スカーレット・ヨハンソン、OpenAIに法的措置 新AIの音声が自分の声に酷似していることに抗議声明を発表

AI要約

スカーレット・ヨハンソンが声に似たAIシステムに抗議声明を発表。

オファー断ったにも関わらず、新システムに似た声が採用されたことに憤り。

声の使用に関する個人権の重要性を訴え、透明性と法的保護を求める。

スカーレット・ヨハンソン、OpenAIに法的措置 新AIの音声が自分の声に酷似していることに抗議声明を発表

対話型生成AIの「ChatGPT」で知られる人工知能開発企業「OpenAI」が新たなシステム「ChatGPT 4o」をリリースした。その音声が自分の声に酷似しているとして、スカーレット・ヨハンソンが抗議の声明を発表した。

ヨハンソンによると彼女は2023年9月に同社の創業者サム・アルトマンからシステムに彼女の声を搭載したいというオファーを受けた。「アルトマンは私がシステムの声を担当することでテクノロジー企業とクリエイターの間にあるギャップを埋め、人間とAIの関係に関する劇的な変化を人間が安心して受け入れられるようになると感じたと言っていた。彼は私の声が人々に安らぎをもたらすと思うと言った」とヨハンソンは発表している。しかし彼女はこのオファーを「熟考の末、個人的な理由から断った」。

ところが先週、同社がデモンストレーションした「ChatGPT 4o」に搭載されている音声モデルの1つ「Sky」はヨハンソンの声にそっくり。
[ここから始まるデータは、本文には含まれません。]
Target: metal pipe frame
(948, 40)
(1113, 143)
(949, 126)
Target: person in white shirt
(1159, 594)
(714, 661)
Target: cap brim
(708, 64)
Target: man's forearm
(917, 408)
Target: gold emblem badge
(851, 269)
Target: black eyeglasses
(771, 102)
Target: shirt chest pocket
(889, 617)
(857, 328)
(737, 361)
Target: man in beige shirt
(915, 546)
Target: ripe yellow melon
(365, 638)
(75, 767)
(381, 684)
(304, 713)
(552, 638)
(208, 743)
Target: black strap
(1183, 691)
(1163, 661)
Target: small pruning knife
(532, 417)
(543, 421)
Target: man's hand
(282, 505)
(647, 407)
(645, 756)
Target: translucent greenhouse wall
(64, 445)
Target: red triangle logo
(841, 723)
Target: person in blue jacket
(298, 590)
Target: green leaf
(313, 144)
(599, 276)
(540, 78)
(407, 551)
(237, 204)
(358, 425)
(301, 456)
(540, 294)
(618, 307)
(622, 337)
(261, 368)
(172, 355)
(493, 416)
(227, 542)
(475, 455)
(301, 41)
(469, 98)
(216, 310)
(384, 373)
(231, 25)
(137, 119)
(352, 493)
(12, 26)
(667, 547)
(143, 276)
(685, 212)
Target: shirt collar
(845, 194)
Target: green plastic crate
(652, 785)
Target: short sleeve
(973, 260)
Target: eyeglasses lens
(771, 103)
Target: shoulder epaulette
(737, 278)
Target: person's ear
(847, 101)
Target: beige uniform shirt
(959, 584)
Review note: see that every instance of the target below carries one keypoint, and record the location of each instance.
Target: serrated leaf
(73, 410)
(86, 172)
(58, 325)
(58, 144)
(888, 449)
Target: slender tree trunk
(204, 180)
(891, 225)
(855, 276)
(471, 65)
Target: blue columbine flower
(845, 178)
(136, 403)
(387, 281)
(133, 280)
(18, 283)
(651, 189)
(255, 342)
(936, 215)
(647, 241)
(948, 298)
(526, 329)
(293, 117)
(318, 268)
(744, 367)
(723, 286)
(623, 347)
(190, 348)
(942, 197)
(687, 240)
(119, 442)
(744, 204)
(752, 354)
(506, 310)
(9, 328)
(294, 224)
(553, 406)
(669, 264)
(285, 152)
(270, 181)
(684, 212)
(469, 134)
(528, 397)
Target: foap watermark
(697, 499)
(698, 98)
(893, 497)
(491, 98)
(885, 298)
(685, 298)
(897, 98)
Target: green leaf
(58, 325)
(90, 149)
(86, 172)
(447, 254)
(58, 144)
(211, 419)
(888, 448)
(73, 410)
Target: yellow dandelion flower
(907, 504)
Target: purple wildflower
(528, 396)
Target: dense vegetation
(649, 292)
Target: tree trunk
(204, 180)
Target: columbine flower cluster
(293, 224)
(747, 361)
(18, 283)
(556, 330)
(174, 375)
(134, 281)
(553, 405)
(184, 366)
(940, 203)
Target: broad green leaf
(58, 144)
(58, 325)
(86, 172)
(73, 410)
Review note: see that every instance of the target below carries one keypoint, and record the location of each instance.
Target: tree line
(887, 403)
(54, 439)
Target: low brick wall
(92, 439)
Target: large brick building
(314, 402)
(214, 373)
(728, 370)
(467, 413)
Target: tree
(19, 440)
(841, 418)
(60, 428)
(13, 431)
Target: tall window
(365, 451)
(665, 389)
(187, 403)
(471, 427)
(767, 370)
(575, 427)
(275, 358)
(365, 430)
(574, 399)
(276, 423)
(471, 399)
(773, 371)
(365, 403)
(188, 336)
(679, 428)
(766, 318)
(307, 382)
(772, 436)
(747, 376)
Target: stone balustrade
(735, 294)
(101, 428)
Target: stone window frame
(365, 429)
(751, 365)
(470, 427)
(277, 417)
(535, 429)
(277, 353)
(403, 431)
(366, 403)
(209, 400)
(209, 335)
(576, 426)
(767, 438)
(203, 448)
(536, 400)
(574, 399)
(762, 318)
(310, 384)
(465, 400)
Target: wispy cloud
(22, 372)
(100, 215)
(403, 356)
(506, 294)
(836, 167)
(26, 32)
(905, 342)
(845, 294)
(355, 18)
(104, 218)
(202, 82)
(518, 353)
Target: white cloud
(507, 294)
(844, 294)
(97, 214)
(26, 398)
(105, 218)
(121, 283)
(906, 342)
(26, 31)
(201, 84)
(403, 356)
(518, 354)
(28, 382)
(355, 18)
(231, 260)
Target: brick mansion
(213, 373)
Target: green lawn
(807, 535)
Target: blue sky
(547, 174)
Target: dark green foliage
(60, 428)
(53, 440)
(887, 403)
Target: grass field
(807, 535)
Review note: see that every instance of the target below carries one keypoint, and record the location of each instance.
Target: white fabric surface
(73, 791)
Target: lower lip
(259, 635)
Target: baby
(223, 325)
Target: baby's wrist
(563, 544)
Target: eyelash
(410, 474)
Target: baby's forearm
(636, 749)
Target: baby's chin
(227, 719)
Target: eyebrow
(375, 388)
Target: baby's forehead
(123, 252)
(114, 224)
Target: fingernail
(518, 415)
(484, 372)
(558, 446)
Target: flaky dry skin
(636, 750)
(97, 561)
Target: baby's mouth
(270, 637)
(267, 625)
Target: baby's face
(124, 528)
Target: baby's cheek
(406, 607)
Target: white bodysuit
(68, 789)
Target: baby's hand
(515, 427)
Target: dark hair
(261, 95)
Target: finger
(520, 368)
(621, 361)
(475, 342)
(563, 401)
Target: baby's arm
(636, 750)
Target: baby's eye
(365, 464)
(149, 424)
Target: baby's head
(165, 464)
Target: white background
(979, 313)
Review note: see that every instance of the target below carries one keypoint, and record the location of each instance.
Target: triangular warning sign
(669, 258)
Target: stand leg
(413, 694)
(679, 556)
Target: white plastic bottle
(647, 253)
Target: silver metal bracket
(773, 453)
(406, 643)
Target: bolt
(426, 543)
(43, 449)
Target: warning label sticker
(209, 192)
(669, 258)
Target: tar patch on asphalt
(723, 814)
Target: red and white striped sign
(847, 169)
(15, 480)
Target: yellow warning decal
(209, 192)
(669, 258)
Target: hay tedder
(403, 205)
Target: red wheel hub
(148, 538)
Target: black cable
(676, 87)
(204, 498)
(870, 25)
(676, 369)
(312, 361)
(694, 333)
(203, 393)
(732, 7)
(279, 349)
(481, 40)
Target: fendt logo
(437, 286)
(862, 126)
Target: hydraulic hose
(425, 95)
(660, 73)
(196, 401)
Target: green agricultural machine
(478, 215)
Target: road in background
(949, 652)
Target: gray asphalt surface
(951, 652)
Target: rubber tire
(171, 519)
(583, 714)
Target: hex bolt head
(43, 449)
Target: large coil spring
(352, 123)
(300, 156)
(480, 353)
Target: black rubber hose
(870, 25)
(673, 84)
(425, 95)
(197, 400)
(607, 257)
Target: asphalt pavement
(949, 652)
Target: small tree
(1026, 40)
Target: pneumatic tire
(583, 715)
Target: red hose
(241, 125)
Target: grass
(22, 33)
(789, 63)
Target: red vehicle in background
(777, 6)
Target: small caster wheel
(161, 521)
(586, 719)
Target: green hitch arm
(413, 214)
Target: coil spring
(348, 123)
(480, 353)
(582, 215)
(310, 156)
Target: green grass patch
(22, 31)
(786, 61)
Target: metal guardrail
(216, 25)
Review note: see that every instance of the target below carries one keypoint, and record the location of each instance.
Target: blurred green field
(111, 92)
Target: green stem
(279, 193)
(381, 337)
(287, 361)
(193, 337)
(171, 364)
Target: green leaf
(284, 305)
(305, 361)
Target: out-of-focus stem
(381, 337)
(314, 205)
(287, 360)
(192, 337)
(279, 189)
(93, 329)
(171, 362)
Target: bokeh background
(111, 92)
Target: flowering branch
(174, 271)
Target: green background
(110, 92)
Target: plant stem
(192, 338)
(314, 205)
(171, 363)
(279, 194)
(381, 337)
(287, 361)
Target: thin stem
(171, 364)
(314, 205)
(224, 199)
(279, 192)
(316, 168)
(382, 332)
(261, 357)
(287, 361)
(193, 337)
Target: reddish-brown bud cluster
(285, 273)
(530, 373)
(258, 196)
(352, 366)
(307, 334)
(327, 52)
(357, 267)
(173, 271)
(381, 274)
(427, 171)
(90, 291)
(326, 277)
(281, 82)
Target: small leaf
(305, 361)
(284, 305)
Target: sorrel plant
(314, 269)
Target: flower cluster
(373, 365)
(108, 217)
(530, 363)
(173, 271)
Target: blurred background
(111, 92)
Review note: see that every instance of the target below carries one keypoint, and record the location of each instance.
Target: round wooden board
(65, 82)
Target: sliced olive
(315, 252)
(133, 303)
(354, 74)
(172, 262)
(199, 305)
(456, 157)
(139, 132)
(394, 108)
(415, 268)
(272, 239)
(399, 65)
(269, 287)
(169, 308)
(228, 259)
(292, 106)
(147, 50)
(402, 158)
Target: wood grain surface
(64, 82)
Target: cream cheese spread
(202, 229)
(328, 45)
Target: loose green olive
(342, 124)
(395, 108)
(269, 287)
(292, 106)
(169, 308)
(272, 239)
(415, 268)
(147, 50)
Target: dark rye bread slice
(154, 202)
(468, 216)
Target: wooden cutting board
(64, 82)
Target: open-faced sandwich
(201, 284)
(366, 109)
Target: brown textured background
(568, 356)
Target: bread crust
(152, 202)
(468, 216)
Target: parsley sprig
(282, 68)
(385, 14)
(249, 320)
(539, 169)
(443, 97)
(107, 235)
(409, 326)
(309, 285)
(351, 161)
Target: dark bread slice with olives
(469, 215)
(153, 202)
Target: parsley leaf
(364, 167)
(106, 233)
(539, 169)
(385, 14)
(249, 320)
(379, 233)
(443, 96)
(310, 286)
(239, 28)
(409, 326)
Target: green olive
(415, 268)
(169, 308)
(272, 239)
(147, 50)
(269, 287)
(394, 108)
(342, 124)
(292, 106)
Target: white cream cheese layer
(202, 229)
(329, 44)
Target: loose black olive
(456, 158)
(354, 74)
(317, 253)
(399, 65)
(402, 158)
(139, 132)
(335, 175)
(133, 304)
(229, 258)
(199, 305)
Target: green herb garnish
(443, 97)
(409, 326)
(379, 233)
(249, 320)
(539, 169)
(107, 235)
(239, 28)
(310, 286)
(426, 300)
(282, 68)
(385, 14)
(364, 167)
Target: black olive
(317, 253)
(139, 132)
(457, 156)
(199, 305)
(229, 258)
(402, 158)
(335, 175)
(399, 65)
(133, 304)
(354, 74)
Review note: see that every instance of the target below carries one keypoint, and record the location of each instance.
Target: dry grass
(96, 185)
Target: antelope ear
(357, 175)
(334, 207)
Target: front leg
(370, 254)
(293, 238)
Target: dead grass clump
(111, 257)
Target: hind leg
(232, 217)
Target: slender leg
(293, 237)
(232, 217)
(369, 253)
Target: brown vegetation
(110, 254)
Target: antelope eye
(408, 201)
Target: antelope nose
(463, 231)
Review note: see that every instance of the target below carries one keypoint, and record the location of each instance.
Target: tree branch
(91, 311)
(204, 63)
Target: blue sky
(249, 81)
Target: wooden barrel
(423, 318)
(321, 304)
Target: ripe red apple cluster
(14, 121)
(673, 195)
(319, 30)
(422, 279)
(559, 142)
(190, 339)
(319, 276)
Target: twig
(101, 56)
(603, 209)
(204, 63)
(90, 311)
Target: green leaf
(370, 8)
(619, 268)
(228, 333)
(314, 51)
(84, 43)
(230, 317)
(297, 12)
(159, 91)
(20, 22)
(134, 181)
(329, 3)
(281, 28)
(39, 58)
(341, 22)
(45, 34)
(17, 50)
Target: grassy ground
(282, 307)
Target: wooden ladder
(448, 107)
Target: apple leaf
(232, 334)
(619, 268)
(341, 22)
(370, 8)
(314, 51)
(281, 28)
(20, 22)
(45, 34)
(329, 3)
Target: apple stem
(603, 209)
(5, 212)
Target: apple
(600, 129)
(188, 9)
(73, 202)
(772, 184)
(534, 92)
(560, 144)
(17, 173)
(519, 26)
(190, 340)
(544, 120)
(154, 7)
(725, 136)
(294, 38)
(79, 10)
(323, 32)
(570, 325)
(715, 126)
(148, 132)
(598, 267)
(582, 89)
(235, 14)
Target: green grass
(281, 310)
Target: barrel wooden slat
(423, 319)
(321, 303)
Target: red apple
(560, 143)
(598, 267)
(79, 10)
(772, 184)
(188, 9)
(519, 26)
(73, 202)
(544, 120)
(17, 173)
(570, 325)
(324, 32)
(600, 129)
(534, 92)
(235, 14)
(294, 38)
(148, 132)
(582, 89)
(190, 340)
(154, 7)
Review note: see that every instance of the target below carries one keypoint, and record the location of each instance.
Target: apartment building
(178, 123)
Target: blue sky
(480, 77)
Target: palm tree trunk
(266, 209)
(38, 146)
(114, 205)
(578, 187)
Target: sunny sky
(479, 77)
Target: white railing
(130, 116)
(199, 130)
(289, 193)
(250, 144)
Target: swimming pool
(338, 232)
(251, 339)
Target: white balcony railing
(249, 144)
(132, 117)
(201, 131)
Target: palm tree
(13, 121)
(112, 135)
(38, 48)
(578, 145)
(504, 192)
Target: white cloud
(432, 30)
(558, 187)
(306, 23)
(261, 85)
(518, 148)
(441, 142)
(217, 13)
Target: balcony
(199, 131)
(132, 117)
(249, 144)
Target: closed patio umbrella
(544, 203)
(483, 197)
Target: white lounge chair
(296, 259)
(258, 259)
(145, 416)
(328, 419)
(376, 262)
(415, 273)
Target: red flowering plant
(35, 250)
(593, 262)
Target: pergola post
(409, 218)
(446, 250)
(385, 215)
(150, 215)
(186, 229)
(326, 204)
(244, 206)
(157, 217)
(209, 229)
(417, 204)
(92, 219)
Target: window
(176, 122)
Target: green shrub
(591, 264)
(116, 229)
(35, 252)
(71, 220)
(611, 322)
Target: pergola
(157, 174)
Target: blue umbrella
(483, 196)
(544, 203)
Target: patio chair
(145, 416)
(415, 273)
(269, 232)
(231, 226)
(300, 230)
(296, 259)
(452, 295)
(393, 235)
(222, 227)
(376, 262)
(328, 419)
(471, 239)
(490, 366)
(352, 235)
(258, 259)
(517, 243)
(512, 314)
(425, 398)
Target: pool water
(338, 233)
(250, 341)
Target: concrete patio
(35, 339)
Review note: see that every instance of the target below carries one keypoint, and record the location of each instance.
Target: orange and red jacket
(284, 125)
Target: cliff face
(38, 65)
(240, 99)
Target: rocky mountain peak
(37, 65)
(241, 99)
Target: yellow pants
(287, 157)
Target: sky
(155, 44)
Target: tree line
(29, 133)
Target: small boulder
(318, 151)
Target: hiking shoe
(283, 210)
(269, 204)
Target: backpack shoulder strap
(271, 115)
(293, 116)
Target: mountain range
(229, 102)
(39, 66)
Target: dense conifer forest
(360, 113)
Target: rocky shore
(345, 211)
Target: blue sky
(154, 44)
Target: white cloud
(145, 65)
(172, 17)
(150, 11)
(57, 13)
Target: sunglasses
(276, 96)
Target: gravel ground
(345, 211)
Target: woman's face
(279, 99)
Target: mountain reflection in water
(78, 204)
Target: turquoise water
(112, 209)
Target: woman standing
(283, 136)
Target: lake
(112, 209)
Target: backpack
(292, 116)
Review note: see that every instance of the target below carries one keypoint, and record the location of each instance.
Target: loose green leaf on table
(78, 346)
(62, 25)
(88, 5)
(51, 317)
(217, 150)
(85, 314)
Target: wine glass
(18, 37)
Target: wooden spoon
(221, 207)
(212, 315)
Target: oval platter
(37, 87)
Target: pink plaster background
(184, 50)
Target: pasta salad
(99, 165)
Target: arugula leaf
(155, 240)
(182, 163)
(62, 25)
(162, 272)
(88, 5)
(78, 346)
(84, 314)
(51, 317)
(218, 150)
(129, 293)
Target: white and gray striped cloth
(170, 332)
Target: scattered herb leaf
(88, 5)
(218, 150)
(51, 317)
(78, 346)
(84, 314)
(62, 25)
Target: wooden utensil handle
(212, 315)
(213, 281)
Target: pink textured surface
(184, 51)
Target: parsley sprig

彼女は「友人や家族、一般の人から声が似ていると指摘された」とコメント、「多くの人はSkyを2013年の映画『her/世界でひとつの彼女』に登場する私の声と比較している」。この映画でヨハンソンは人工知能型OSのサマンサの声を演じた。

「公開されたデモを聞いたとき私はショックを受け、怒り、私の声と不気味なほど似ていて私の親しい友人やマスコミ関係者が違いを聞き分けられないような声をアルトマンが実現したことに不信感を抱いた」とヨハンソン。このバージョンを発表した後にアルトマンが「her」とだけツイートしたことも「この類似性は意図的なものだと仄めかしている」と彼女は見ている。また彼女はアルトマンがデモを発表する2日前にオファーの再考を求めてきたことも明かしている。しかし彼女がアルトマンに連絡する前にデモがリリースされたという。

ヨハンソンは弁護士を通じてアルトマンと同社に抗議の書簡を送付、「Skyの声を作成したプロセスについて詳細に尋ねている」という。同社は「Sky」の声を削除することに「渋々」同意したが、ヨハンソンはもっと大きな問題があると指摘している。「私たちがディープフェイクと闘い、自分自身の肖像、作品、アイデンティティを保護するために格闘している今、こういった問題は絶対に明確にされるべきだ」「透明性の確保と適切な法案の成立を通して個人の権利が確実に守られるよう解決されることを期待している」。

ちなみにOpenAIは「Skyの音声はヨハンソンの声を真似たものではなく、他のプロの女優の自然の声だ」と説明している。エンタメ界でもAIの使用が広まる中、俳優たちが自分たちの肖像権や知的財産権を守るために動いているのは知られている通り。昨年長期化した全米映画俳優組合(SAG)のストライキでも主要な論点になっていた。今回の事件で俳優たちの警戒感がさらに高まることになりそう。